Sample Maps. Appendix B contains maps you can use for your adventures or as inspiration for your own maps. You can also modify those maps to fit the details of the location you have in mind.
Map Inspiration. The internet is a great place to find adventure maps that have been made available, as well as real-world building floor plans and city maps and other images that can inspire your mapmaking.
An inhabited adventure location has its own ecosystem. The creatures that live there need to eat, drink, breathe, and sleep. Predators need prey, and intelligent creatures search for lairs offering the best combination of air, food, water, and security. Keep these factors in mind when designing an adventure location. If the site has an internal logic, adventurers can use their understanding of that logic to make informed decisions.

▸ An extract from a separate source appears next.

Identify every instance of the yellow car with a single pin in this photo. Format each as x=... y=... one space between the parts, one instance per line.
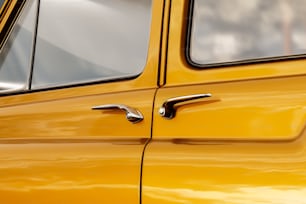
x=152 y=101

For example, characters who find a pool of fresh water in a dungeon might infer that many of the creatures inhabiting the dungeon come to that spot to drink. The adventurers might set an ambush at the pool. Likewise, closed or locked doors can restrict the movement of some creatures. A dungeon infested with carrion crawlers or stirges would need open passages so that these creatures can move about to find food.
The monsters in any adventure location are more than a collection of random creatures that happen to live near one another. Fungi, natural animals, scavengers, and predators can coexist in a complex ecology, alongside sapient creatures who share living space through some combination of negotiation and domination.
Each creature’s entry in the Monster Manual indicates the terrain types where that creature is most often found, and that book also includes tables listing the creatures commonly found within each type of terrain. Using that information, you can decide which creatures inhabit an adventure location within a particular environment. You can choose a range of creatures, from common vermin to sapient inhabitants and terrifying predators, and decide how they live together.
Factions. Particularly in larger areas, groups of creatures might compete for resources. When these groups consist of sapient creatures, opportunities abound for the adventurers who enter those areas. Characters might ally with one group or play groups against each other to reduce the threat of the more powerful monsters. For example, in a dungeon inhabited by mind flayers and the grimlocks they rule, the adventurers might try to incite the grimlocks to revolt against the mind flayers.
Bring the NPC leaders of groups to life as described in the “Nonplayer Characters” section in chapter 3, fleshing out their personalities and goals. Then use those elements to decide how those leaders respond to adventurers.